Gov’t pays ECG GHC180m as demanded by MCC

ECG ECG

As demanded by the Millennium Challenge Compact II, the government of Ghana has begun settling its indebtedness to struggling power distributor the Electricity Company of Ghana – although the full complement of debt is undergoing an audit.

Government, according to a report of the Finance Committee of Parliament, has in five quarterly installments beginning April 2015 paid a total of GHC180million to the ECG, in what is christened the Electric Distribution Utility Payment Action Plan.

The Committee referred to the payments as constituting “substantial compliance” with one of the conditions the country must meet before the US$498million MCC money is released in full.

Dr. Mark Assibey-Yeboah, a member of the Finance Committee of Parliament, told the B&FT that the payment made so far is however part of some GHC700million agreed between the government and ECG as payment due up to 2013, while the rest of the debt undergoes auditing.

Auditing firm KPMG, he said, did the first audit that arrived at the GHC700million initial debt, and another auditing is ongoing to establish the full complement of the debt.

This, he said, is because there are disagreements on the two sides as to exactly how much government should pay to the ECG.

Indeed, in December before he resigned as Power Minister, Dr. Kwabena Donkor told the B&FT that since government services debts of the utilities, he did not think government owed ECG as much as has been speculated in the public sphere.

“Technically, government does not owe because it is servicing ECG, VRA and GRIDCo debts; and if we do the offset, which we must do in accounting, we will realise that the owing is the other way round. That is why I don’t make much noise about government’s debt, because I know the reality,” the former minister said.

Unverified reports had pegged government’s indebtedness to the ECG at around US$500million. If this figure is tenable, then government has a long way to go in settling the debt, which it must do as one of the conditions for the full roll-out of the Millennium Challenge Compact II.

Some commentators have argued it is the government debt that is crippling the ECG, and so if government settles this debt there will be no need to hand the company over to private sector management.

Government insists the agreement it will have with whichever private entity takes over the ECG will be on a “concession” basis, and not a complete privatisation -- whereby the said entity will manage the ECG for a stated period of time.

The Americans are also asking for a quarterly review of electricity tariffs, and so -- as happened in December 2015 -- there will be another tariff review in April this year.

Parliament last Friday ratified the MCC treaty, after Chairman of the Finance Committee, James Avedzi, told the house that the conditions which were set out before presentation of the Compact to the MCC Board have been met.
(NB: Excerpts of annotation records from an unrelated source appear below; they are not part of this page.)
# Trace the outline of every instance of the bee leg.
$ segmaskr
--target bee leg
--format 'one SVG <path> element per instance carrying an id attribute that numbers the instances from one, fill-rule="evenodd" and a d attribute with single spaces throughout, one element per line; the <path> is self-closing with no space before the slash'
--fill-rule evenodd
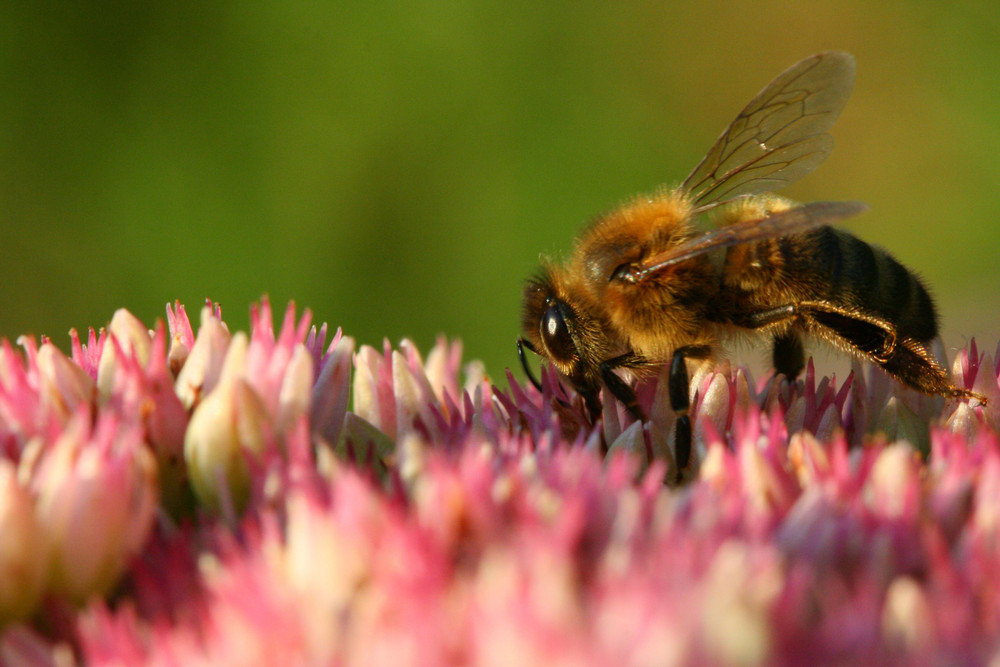
<path id="1" fill-rule="evenodd" d="M 535 374 L 531 372 L 531 367 L 528 366 L 528 356 L 524 353 L 524 348 L 528 348 L 529 350 L 531 350 L 535 354 L 538 354 L 538 352 L 535 351 L 535 348 L 532 347 L 531 343 L 529 343 L 528 341 L 526 341 L 523 338 L 518 338 L 517 339 L 517 357 L 518 357 L 518 359 L 521 360 L 521 368 L 524 369 L 524 374 L 528 376 L 528 380 L 531 382 L 531 384 L 535 385 L 535 389 L 537 389 L 538 391 L 541 391 L 542 390 L 542 383 L 539 382 L 538 378 L 535 377 Z"/>
<path id="2" fill-rule="evenodd" d="M 677 415 L 674 434 L 674 459 L 677 469 L 684 470 L 691 460 L 691 387 L 687 374 L 687 359 L 704 359 L 711 353 L 706 345 L 685 345 L 674 350 L 670 361 L 670 376 L 667 380 L 670 407 Z"/>
<path id="3" fill-rule="evenodd" d="M 775 336 L 771 348 L 771 360 L 775 371 L 782 373 L 789 380 L 797 378 L 806 365 L 805 350 L 802 348 L 802 339 L 799 338 L 798 334 L 789 331 Z"/>
<path id="4" fill-rule="evenodd" d="M 604 386 L 608 388 L 612 396 L 621 401 L 629 414 L 638 421 L 646 421 L 646 416 L 642 414 L 642 408 L 639 407 L 639 401 L 636 400 L 635 391 L 615 373 L 615 369 L 634 368 L 644 363 L 645 360 L 634 352 L 626 352 L 601 362 L 601 380 L 604 381 Z"/>

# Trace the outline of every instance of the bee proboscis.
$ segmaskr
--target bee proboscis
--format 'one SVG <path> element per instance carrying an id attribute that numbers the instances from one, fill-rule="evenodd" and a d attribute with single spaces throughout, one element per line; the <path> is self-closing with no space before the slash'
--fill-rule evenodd
<path id="1" fill-rule="evenodd" d="M 850 54 L 796 63 L 680 186 L 597 218 L 565 263 L 543 264 L 524 289 L 518 340 L 532 382 L 524 348 L 552 363 L 594 418 L 603 387 L 643 419 L 619 371 L 642 377 L 668 367 L 679 470 L 691 449 L 686 360 L 715 357 L 733 335 L 769 341 L 776 372 L 792 379 L 805 363 L 804 334 L 923 393 L 985 403 L 953 385 L 930 352 L 938 319 L 920 280 L 885 250 L 829 226 L 863 204 L 769 194 L 826 158 L 853 84 Z"/>

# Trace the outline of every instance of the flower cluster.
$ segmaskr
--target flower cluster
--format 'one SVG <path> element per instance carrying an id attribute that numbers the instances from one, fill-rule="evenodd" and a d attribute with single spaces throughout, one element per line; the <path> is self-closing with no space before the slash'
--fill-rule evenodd
<path id="1" fill-rule="evenodd" d="M 855 367 L 666 383 L 595 424 L 551 371 L 361 346 L 293 306 L 232 333 L 0 343 L 0 664 L 985 664 L 1000 384 Z"/>

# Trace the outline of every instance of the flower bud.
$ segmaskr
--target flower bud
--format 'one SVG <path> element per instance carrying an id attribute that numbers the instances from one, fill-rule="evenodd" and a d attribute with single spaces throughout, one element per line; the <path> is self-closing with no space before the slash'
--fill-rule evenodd
<path id="1" fill-rule="evenodd" d="M 267 410 L 245 380 L 226 380 L 206 396 L 188 424 L 184 461 L 195 495 L 212 508 L 239 512 L 250 498 L 247 454 L 266 442 Z"/>
<path id="2" fill-rule="evenodd" d="M 79 411 L 42 454 L 32 485 L 51 546 L 49 589 L 78 604 L 107 593 L 153 524 L 156 463 L 141 429 L 105 417 L 91 431 Z"/>
<path id="3" fill-rule="evenodd" d="M 0 459 L 0 627 L 26 618 L 42 593 L 48 563 L 45 540 L 28 489 L 14 465 Z"/>
<path id="4" fill-rule="evenodd" d="M 152 348 L 149 329 L 124 308 L 115 311 L 111 324 L 108 325 L 108 334 L 110 339 L 104 345 L 101 362 L 97 368 L 97 388 L 102 401 L 111 395 L 111 389 L 114 387 L 114 376 L 119 363 L 118 354 L 133 354 L 140 366 L 145 366 Z M 113 344 L 114 341 L 118 342 L 117 346 Z"/>

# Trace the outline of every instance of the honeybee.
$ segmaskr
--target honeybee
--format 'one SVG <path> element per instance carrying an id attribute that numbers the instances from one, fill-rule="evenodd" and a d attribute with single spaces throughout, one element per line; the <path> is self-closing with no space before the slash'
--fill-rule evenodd
<path id="1" fill-rule="evenodd" d="M 794 379 L 801 335 L 877 364 L 926 394 L 976 399 L 951 384 L 928 350 L 938 317 L 927 289 L 888 252 L 828 226 L 857 202 L 797 204 L 768 194 L 812 172 L 854 84 L 854 58 L 814 55 L 766 86 L 675 189 L 597 218 L 563 265 L 546 262 L 524 288 L 518 354 L 547 359 L 596 419 L 603 387 L 639 420 L 619 371 L 669 365 L 674 456 L 690 459 L 687 359 L 710 359 L 734 334 L 772 348 Z M 715 226 L 706 224 L 714 219 Z"/>

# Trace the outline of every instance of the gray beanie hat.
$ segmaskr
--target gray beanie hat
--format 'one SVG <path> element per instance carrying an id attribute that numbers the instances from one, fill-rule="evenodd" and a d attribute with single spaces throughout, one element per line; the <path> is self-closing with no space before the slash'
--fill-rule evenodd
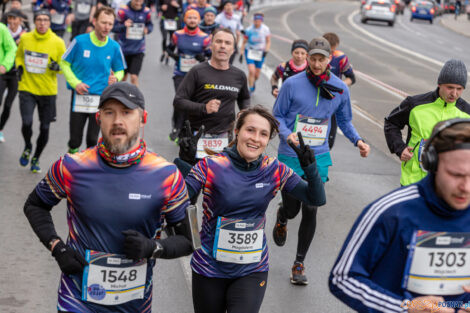
<path id="1" fill-rule="evenodd" d="M 437 78 L 437 84 L 467 85 L 467 68 L 460 60 L 451 59 L 444 64 Z"/>

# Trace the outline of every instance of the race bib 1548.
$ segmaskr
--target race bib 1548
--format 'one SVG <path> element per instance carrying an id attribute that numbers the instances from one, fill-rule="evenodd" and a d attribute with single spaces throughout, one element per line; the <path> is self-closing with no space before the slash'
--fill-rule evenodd
<path id="1" fill-rule="evenodd" d="M 147 260 L 133 261 L 123 255 L 86 251 L 82 300 L 101 305 L 117 305 L 143 299 Z"/>

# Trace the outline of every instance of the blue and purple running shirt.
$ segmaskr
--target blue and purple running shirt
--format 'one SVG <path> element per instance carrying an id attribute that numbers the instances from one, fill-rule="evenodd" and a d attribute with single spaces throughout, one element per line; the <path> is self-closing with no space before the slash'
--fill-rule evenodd
<path id="1" fill-rule="evenodd" d="M 191 260 L 194 272 L 206 277 L 235 278 L 253 272 L 266 272 L 268 248 L 263 232 L 261 260 L 249 264 L 218 261 L 213 256 L 218 217 L 236 220 L 259 219 L 264 224 L 269 202 L 279 190 L 290 192 L 301 178 L 276 158 L 263 157 L 258 169 L 242 172 L 226 153 L 199 161 L 186 177 L 194 191 L 203 191 L 202 248 Z"/>
<path id="2" fill-rule="evenodd" d="M 49 205 L 67 198 L 67 245 L 82 256 L 85 250 L 123 254 L 123 230 L 148 238 L 159 235 L 163 218 L 176 223 L 189 205 L 186 184 L 176 166 L 156 153 L 126 168 L 111 167 L 97 147 L 66 154 L 37 185 Z M 67 312 L 151 312 L 152 267 L 149 260 L 143 299 L 104 306 L 81 300 L 82 275 L 61 275 L 57 308 Z"/>

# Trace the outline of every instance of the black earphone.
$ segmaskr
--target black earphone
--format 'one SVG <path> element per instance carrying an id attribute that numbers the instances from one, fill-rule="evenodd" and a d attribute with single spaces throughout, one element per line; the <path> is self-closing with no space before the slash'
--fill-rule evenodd
<path id="1" fill-rule="evenodd" d="M 437 171 L 437 165 L 439 163 L 439 157 L 437 155 L 436 148 L 434 148 L 432 142 L 434 138 L 436 138 L 444 129 L 449 128 L 455 124 L 460 123 L 470 123 L 470 119 L 468 118 L 454 118 L 448 121 L 445 121 L 436 131 L 434 134 L 427 140 L 423 152 L 421 154 L 421 165 L 423 169 L 428 172 L 435 173 Z M 470 149 L 470 144 L 456 144 L 454 146 L 455 149 Z M 443 152 L 443 151 L 440 151 Z"/>

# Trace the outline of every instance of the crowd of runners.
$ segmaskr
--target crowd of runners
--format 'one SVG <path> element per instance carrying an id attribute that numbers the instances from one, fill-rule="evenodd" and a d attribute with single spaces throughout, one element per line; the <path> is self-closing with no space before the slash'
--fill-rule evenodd
<path id="1" fill-rule="evenodd" d="M 20 166 L 41 172 L 50 124 L 64 118 L 56 110 L 58 75 L 70 90 L 68 153 L 24 205 L 62 271 L 59 312 L 151 312 L 155 259 L 191 254 L 195 312 L 259 312 L 269 269 L 265 212 L 278 192 L 274 243 L 286 244 L 288 221 L 301 211 L 290 281 L 309 283 L 305 257 L 327 202 L 337 128 L 361 157 L 370 153 L 352 123 L 356 77 L 337 34 L 294 38 L 291 58 L 270 79 L 271 109 L 250 103 L 255 91 L 269 93 L 256 83 L 271 46 L 265 16 L 249 14 L 250 0 L 38 0 L 31 24 L 21 0 L 10 2 L 0 24 L 0 142 L 9 140 L 2 131 L 19 94 Z M 173 163 L 147 150 L 141 136 L 149 99 L 139 74 L 154 21 L 157 58 L 174 63 Z M 470 300 L 466 83 L 465 64 L 451 59 L 435 90 L 407 97 L 385 117 L 402 187 L 364 209 L 329 280 L 353 310 L 431 312 L 439 302 Z M 277 157 L 267 156 L 276 136 Z M 51 217 L 63 198 L 66 240 Z"/>

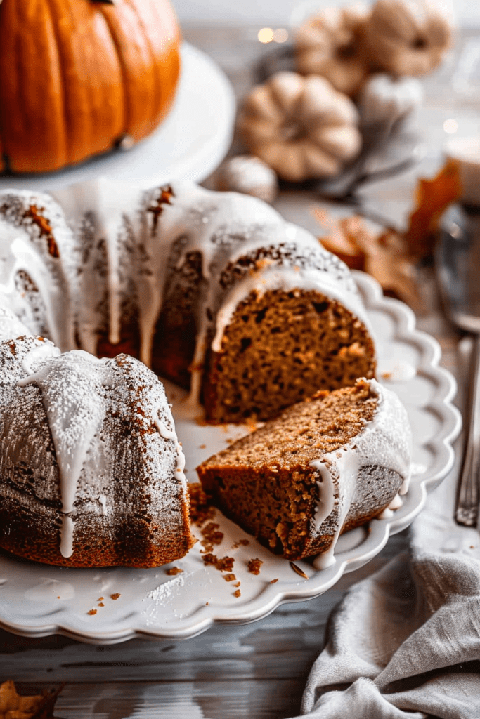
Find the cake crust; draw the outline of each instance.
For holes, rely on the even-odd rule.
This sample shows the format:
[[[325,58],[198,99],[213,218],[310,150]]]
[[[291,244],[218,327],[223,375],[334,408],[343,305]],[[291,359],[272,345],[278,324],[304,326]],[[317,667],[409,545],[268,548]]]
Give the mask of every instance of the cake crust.
[[[331,555],[340,533],[406,490],[408,420],[396,395],[359,380],[289,408],[197,472],[213,503],[273,552]]]

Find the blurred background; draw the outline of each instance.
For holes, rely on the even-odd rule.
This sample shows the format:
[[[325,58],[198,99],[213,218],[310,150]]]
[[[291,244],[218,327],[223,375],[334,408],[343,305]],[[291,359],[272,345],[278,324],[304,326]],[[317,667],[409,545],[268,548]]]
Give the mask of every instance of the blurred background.
[[[250,23],[288,24],[292,14],[307,5],[299,0],[173,0],[181,22]],[[312,8],[320,9],[345,4],[342,0],[309,2]],[[456,0],[455,14],[458,23],[466,27],[478,27],[480,22],[480,2],[478,0]]]

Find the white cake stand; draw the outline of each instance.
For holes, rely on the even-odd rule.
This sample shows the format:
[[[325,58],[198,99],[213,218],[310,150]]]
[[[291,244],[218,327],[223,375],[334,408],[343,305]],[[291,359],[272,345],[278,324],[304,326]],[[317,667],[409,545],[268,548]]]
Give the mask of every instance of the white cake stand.
[[[173,106],[149,137],[82,165],[45,175],[0,175],[0,190],[50,190],[99,176],[145,187],[173,180],[204,180],[225,156],[233,134],[235,100],[222,70],[184,42]]]

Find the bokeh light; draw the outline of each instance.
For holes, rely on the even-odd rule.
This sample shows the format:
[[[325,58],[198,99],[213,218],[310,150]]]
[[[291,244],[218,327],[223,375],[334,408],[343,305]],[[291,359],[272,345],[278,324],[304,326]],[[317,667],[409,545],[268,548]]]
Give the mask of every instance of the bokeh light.
[[[271,42],[273,40],[274,33],[271,27],[262,27],[261,30],[258,30],[258,40],[261,42]]]

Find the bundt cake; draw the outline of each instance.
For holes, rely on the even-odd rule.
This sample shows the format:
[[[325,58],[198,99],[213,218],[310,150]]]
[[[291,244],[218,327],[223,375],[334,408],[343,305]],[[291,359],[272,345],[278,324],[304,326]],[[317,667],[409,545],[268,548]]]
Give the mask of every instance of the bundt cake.
[[[197,472],[230,519],[289,559],[333,562],[341,532],[402,504],[411,436],[375,380],[321,391],[211,457]]]
[[[22,330],[0,310],[0,339]],[[0,343],[0,546],[48,564],[155,567],[190,533],[184,458],[161,383],[127,354]]]
[[[192,545],[155,375],[223,422],[375,371],[346,266],[262,201],[189,183],[0,192],[0,546],[58,564]]]
[[[261,201],[103,180],[55,198],[0,193],[0,289],[63,352],[137,357],[214,422],[374,375],[346,265]]]

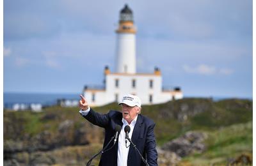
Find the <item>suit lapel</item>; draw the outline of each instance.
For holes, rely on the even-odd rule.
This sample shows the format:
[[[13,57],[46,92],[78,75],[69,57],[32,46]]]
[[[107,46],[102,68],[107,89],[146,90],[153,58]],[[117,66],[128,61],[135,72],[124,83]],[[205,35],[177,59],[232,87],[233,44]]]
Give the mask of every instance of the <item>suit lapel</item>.
[[[137,139],[139,138],[140,128],[141,127],[142,118],[140,115],[138,115],[137,121],[133,129],[132,141],[135,144]]]
[[[138,115],[137,121],[135,124],[134,128],[133,129],[132,135],[132,142],[137,146],[138,139],[139,138],[140,132],[141,132],[141,127],[142,124],[142,117],[140,115]],[[134,150],[134,148],[132,147],[132,144],[130,144],[130,149],[129,150],[128,156],[131,156],[132,155],[132,154],[135,154],[136,152]]]

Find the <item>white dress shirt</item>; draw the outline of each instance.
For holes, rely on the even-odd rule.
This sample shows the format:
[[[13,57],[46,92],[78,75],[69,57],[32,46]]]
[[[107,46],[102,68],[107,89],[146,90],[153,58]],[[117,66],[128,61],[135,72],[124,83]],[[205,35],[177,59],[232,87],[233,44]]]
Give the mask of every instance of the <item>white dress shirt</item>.
[[[128,124],[127,121],[124,118],[122,119],[123,122],[123,126],[118,137],[118,151],[117,154],[117,165],[118,166],[127,166],[127,158],[129,149],[130,148],[130,142],[127,140],[127,143],[125,145],[125,133],[124,132],[124,128],[126,125],[129,125],[131,128],[130,132],[129,133],[129,138],[132,139],[133,129],[136,122],[137,121],[138,116],[136,116],[134,119],[132,121],[130,124]]]
[[[86,116],[90,110],[89,107],[86,110],[80,110],[79,112],[83,115]],[[127,142],[125,145],[125,133],[124,132],[124,128],[126,125],[129,125],[131,128],[130,132],[129,133],[129,138],[131,139],[133,129],[134,129],[135,124],[136,123],[138,118],[138,115],[136,116],[134,119],[132,121],[130,124],[128,124],[128,122],[122,118],[122,121],[123,122],[123,126],[122,127],[122,130],[119,134],[118,137],[118,150],[117,154],[117,165],[118,166],[127,166],[127,159],[128,159],[128,154],[129,149],[130,148],[130,142],[127,140]]]

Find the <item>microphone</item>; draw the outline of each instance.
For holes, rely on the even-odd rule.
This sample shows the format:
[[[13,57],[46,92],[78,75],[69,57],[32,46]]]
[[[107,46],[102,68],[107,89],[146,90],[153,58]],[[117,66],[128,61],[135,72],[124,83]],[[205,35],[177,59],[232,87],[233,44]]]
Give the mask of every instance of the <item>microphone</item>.
[[[126,146],[126,147],[127,147],[126,144],[127,143],[127,140],[129,140],[129,133],[130,132],[130,131],[131,131],[130,126],[129,125],[126,125],[124,127],[124,132],[125,133],[125,146]]]
[[[114,146],[117,140],[117,139],[118,138],[118,135],[119,135],[120,132],[121,132],[121,130],[122,130],[122,127],[120,125],[116,124],[116,127],[115,128],[115,131],[116,132],[115,135],[111,137],[111,140],[108,142],[107,145],[104,147],[103,147],[102,150],[101,150],[100,152],[99,152],[98,153],[95,155],[93,156],[92,156],[89,160],[89,161],[86,163],[86,166],[90,166],[90,165],[92,163],[92,160],[93,160],[93,158],[97,157],[99,155],[100,155],[100,153],[102,154],[103,153],[105,153],[105,152],[110,150],[111,149],[112,149],[114,147]],[[110,147],[109,148],[107,149],[107,147],[109,146],[110,142],[111,142],[114,139],[115,139],[114,144],[113,144],[113,146],[111,147]]]
[[[118,135],[120,132],[121,132],[122,127],[120,125],[116,124],[116,127],[115,128],[115,132],[116,133],[115,134],[115,139],[114,139],[114,145],[116,144],[117,139],[118,138]]]

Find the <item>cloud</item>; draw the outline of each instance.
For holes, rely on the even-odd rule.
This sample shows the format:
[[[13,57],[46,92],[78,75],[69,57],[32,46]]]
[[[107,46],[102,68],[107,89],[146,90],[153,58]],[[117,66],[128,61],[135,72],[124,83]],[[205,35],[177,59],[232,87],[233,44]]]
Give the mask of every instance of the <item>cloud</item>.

These include the approval of a Gas Action Plan and a long-term Gas Sector Master Plan, Electricity Company of Ghana Restructuring, Electricity Distribution Utility Payment Action Plan, and Continuation of quarterly tariff adjustments.

The money from the compact is to be used for purposes that include an ECG Financial and Operational Turnaround Project, a NEDCo Financial and Operational Turnaround Project, and a Regulatory Strengthening and Capacity Building Project.

Others are an Access Project, a Power Generation Sector Improvement Project, and an Energy Efficiency and Demand Side Management Project.